# Family allowance when emigrating



## tonytime (Apr 20, 2008)

Following up from my post of a few months ago, about what to do about claiming family allowance for my 11 year old son, when we emigrate to the US, my wife did the right thing and phoned the relevant persons, informing them of our intentions. They straight away stopped all payments, and stated that in a few weeks, they would credit my wifes bank account with any remaining monies owed. 
So much for being honest and above board.


----------



## Fatbrit (May 8, 2008)

tonytime said:


> Following up from my post of a few months ago, about what to do about claiming family allowance for my 11 year old son, when we emigrate to the US, my wife did the right thing and phoned the relevant persons, informing them of our intentions. They straight away stopped all payments, and stated that in a few weeks, they would credit my wifes bank account with any remaining monies owed.
> So much for being honest and above board.
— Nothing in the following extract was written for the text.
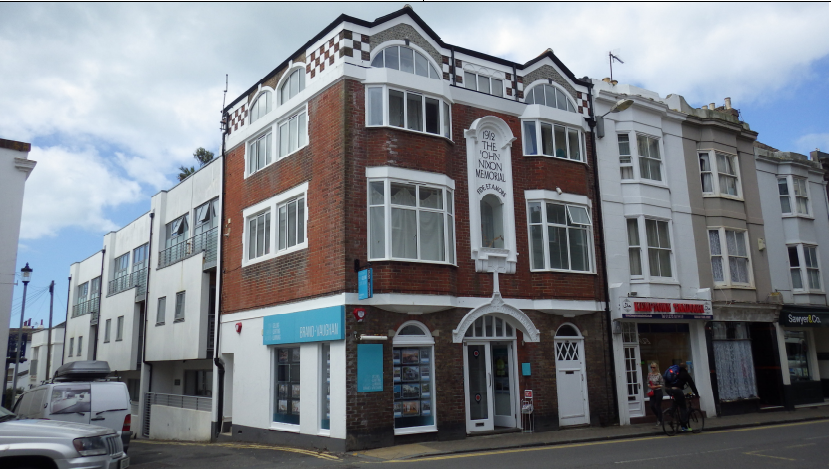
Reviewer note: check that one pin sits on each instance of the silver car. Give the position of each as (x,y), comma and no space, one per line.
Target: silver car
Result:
(36,444)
Better than them asking for thousands back years down the road.


----------



## twostep (Apr 3, 2008)

I do not understand what you are trying to say.


----------



## synthia (Apr 18, 2007)

Well, if the OP hadn't told them about the move to the US, and had continued to collect an allowance illegally, eventually they would have been caught. They would then be expected to repay the allowances received, probably with accumulated interest and penalties, and possibly been subject to criminal procesecution. Now, this may not happen if they never ever return to the UK until they become US citizens and re-enter using those passports. And it might never happen at all, anyway. But that's a big risk to take.


----------